Culture

Fiz 7.27.05

Godzilla vs. retirement | Ding-Dong, heaven calling

Godzilla vs. retirement

The Dai Pool at Toho Studios has been demolished and an era has ended. You probably don't recall this huge, shallow pool, but its pop culture rating is somewhere between 50 and 400 meters high because this was the frothing sea that birthed Godzilla, that ill-used avatar of nuclear apocalypse. The terrible "Whale-Gorilla" captured the popular imagination at a time when life had proven appallingly fragile on a massive scale.

In 2004, to mark the 50th anniversary of the first Godzilla film, Toho Studios released Godzilla: Final Wars and announced that it would be the last movie to feature the great and powerful creature. Even on the off chance that the monster would return at some future date, a man in a rubber suit would no longer portray the beast. Whether cinematic luddite or CGI geek, we should all mourn the day that an actor can't make a decent day's wages by sweating profusely and stomping his way to heaven.

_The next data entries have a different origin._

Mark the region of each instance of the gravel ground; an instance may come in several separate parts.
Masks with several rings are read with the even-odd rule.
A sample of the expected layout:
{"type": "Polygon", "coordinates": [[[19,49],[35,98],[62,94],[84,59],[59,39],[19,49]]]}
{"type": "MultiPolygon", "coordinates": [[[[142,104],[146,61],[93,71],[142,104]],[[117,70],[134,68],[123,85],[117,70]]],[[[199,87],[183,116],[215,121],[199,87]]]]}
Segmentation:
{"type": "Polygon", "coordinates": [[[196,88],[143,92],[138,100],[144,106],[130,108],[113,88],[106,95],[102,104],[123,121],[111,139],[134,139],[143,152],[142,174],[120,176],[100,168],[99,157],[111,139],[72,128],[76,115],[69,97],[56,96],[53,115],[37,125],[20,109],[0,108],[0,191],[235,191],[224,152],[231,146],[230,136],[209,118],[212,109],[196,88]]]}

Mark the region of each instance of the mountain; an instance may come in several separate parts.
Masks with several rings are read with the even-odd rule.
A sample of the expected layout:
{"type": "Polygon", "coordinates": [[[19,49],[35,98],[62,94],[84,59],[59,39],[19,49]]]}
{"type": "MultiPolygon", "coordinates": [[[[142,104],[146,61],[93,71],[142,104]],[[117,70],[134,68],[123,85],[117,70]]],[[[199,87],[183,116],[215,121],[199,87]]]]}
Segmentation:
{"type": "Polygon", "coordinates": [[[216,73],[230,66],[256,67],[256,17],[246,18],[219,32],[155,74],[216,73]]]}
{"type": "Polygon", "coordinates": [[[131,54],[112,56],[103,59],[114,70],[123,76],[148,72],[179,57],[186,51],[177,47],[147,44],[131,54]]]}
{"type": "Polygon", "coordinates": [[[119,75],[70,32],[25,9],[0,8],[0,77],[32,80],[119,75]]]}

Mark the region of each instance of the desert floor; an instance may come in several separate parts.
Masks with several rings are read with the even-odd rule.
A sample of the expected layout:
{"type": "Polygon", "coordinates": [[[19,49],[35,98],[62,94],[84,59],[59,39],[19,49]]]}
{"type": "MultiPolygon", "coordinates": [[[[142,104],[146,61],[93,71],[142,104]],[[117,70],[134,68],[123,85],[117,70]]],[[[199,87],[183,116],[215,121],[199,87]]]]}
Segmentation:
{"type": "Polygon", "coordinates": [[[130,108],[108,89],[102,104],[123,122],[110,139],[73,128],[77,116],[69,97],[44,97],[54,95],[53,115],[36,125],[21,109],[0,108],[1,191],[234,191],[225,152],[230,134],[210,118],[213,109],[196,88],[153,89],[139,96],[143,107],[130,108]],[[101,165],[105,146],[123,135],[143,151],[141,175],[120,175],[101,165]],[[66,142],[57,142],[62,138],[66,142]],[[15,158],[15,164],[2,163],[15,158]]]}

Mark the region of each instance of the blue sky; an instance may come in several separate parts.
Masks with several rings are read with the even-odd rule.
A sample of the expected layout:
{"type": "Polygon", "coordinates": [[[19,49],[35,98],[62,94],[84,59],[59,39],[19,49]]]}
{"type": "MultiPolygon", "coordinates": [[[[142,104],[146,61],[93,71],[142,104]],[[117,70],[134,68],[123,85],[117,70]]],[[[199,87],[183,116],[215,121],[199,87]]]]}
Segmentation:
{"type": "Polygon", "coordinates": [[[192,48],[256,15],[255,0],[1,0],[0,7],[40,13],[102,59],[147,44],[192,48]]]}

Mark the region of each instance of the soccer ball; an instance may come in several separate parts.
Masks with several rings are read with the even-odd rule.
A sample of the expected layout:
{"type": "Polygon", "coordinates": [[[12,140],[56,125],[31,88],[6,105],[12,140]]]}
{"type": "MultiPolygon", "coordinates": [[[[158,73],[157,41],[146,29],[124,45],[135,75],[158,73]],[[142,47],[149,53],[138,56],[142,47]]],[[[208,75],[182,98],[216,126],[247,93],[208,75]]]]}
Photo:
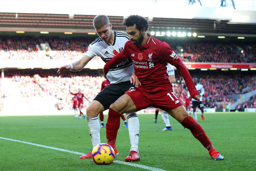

Godzilla (real name: Gojira) began busting blocks and taking names in 1954, when Steven Spielberg was less than knee-high to Mothra. American distributors fretted that domestic audiences would not appreciate such a film without sympathetic American characters, so Raymond Burr was hired for a day's work and the character of American reporter, Steve Martin, was added to the US version, turning a tragic horror story into a disturbed and fractured tale.

After showings at a smattering of West Coast monster movie festivals and little else in North America, the DVD for Godzilla: Final Wars is due for American release by the end of July. Many, many sequels were produced during the preceding 50 years. As Marcel Proust once said, "Everyone needs to eat madeleines and watch Godzilla at least once in their life."

The original Godzilla from 1954 is worth seeking out. Under no circumstances should the American-made Godzilla of 1998 be considered a reasonable substitute. Almost 30 sequels are available to the undiscerning viewer. Godzilla vs. Space Godzilla is representative. On the other hand, Godzilla vs. Bambi ends predictably, but has high entertainment value.

--- Craig Brownlie


Ding-Dong, heaven calling

"Hello, my name is Angelina and I'm telling all your neighbors about the New Millennium." She was young and unlike any door-to-door evangelist I'd ever seen: black leather jacket, sunglasses, thick black hair unbound, tight checkered skirt.

What kind of little angel is this, I wondered. She was sexy. But in a dulled, dim sort of way. Not like live bait dangling, bright and glittering. She was definitely not hot-wired into God's dynamo. "Do you know how you'll spend the next millennium?" she asked, in a far-off voice.

They usually come in pairs, trudging up my street together, somnambulistic, slack-faced, dulled by the endless repetition of come-on lines and the emotional hardening of all those doors slammed in their faces.

Angelina gave me a single-sheet bi-fold tract, like a flimsy Sunday school flyer. Bad colors and cheap printing. Thin apocalyptic images on one side. Soldiers, red dragons, fighter planes. And those weirdly tepid New Millennium pictures on the other. A kid with a lion, a basket full of fruit, beautifully bland landscape. If that's paradise, I thought, I'll stick with my suburban bunker visited once a year by sexy evangelist girls. "What does the future hold for you?" her tract asked.

She gave me a wan smile, bored as a Wal-Mart checker, and bid me to "have a nice day."

Was she a renegade evangelist? An endtime angel doing a little last-minute soul-trawling? Did she represent some new wrinkle in the door-to-door salvation biz? No, I decided. She's an anomaly. Doing her duty, her own way. But if the elders knew what kind of ripples were spreading out behind her, they'd yank her off the street in a minute.